Searching for a “solid” resource of “considerable substance” to answer inquiries about environmental concerns? Your search ends here with the InfoTrac: Environmental Studies and Policy Collection, featuring over 5.4 million articles and “more searching flexibility than that of most platforms.” Engage and support students with an easily searchable, mobile-responsive design and integrated Google Apps for Education tools.
Read a review from Library Journal, April, 2016
With Environmental Studies and Policy Collection (ESP), Gale provides environmentalists, policymakers, academic and corporate researchers, educators, and students a resource of considerable substance. The database includes indexing for 976 titles, as of early 2016, providing full-text access to 407 volumes. . . . Another way to supplement the reference component of ESP might be to acquire the Gale Virtual Reference Library (GVRL) environmental eBook collection, either as a whole or on a title-by-title basis. Besides the journals, magazines, newsletters, and textbooks, ESP provides subscribers access to a smattering of newswires and reports.

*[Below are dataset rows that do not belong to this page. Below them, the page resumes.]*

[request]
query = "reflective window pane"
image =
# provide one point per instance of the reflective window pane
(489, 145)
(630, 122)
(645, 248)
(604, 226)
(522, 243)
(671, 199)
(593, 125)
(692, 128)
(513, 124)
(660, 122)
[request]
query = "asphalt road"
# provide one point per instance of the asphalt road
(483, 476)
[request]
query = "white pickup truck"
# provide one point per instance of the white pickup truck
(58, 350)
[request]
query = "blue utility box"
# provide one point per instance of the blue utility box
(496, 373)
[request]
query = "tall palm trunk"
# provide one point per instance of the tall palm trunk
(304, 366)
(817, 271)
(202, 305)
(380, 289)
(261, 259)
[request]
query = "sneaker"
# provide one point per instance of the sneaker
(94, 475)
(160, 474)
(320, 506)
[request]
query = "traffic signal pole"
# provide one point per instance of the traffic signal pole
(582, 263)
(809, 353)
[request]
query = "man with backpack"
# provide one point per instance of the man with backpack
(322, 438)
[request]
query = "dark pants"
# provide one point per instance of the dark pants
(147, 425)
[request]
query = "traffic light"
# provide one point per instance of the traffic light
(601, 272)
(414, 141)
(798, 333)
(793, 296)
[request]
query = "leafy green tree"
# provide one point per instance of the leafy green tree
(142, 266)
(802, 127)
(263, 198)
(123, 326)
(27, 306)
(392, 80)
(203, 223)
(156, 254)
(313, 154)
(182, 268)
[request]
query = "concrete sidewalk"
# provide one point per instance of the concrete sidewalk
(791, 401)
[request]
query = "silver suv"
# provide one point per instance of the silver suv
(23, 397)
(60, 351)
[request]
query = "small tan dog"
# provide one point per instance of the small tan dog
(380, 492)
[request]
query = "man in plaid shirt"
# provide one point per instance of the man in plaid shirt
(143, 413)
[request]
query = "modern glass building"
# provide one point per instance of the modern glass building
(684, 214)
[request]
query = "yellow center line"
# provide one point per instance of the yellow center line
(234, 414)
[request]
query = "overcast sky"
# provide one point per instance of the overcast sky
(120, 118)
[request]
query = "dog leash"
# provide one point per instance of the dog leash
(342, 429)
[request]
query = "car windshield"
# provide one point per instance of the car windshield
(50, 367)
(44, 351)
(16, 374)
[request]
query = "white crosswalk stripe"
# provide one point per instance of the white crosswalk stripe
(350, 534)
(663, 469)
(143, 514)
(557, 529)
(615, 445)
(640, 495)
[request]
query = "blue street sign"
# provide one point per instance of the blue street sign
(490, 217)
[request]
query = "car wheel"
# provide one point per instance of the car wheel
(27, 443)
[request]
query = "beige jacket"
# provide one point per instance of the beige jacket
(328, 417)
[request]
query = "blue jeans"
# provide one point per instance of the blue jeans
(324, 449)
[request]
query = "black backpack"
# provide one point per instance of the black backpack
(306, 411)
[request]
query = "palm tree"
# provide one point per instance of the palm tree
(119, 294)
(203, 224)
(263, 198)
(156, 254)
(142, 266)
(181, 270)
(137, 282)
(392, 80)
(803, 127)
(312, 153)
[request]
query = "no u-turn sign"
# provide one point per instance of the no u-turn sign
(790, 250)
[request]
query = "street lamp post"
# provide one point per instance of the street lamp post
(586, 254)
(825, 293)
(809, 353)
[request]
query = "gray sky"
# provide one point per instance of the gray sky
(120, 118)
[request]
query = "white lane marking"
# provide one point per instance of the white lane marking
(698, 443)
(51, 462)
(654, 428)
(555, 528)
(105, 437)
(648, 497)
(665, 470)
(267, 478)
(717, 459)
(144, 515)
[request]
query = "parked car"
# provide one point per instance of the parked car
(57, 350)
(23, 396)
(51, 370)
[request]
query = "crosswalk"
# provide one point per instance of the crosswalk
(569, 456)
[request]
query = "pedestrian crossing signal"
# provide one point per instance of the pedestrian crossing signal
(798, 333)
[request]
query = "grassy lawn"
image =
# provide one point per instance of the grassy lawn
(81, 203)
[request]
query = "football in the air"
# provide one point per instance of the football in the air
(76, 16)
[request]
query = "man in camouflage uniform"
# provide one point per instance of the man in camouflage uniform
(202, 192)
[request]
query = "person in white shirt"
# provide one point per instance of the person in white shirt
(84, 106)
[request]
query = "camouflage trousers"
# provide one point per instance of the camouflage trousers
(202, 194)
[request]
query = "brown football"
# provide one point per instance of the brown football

The homepage supplies a brief description of the database content and a list of the types of researchers who will benefit from its use. Clicking the More button at the top of the screen gives access to help, a dictionary, a list of titles, search history, personal highlights and notes for registered users, and a folder for saved results. Users familiar with the InfoTrac platform will feel right at home here. There is a list of five popular articles with links to the full text along with a Topic Finder, which invites researchers “to discover the context of your search term and uncover the hidden connections.” There, users will encounter a single search box and a preview of the expected results, which are presented graphically as concentric wheels or arranged as tiles. Entering the search term “climate denial” set the wheel into action, retrieving and analyzing data. Selecting “skeptics” on the outer rim of the Science segment of the wheel generated six results. Alternatively, clicking on “climate denial” in the U.S. section of the wheel yielded seven hits. . . . Additional facets permit for imposing a number of limits: full text, articles containing images, publication dates (past week, month, or year and custom), subjects, document type, publication title, and Lexile score. Users can also search within the results. The basic query offers a pull-down menu for searching subject, publication, or the entire document, which provides more searching flexibility than that of most platforms. In the advanced mode, a search for (“water conservation” OR drought) AND (tree mortality) AND (California), resulted in seven magazine articles, five news items, and 254 items from academic journals, all of which may be further refined using limiters. InfoTrac puts Boolean operators (AND, OR, and NOT), proximity operators (Near and Within), phrase searching using quotation marks, and wildcards and truncation at the disposal of its users. Results may be saved, emailed, and exported in MLA or APA format to a number of bibliographic software management applications.
This collection provides students and faculty a solid resource for researching the full range of environmental science subjects and policy issues. Popular as well as scholarly sources make it a viable option for broader audiences, as well, and the InfoTrac platform should be familiar to users even if they are new to the resource.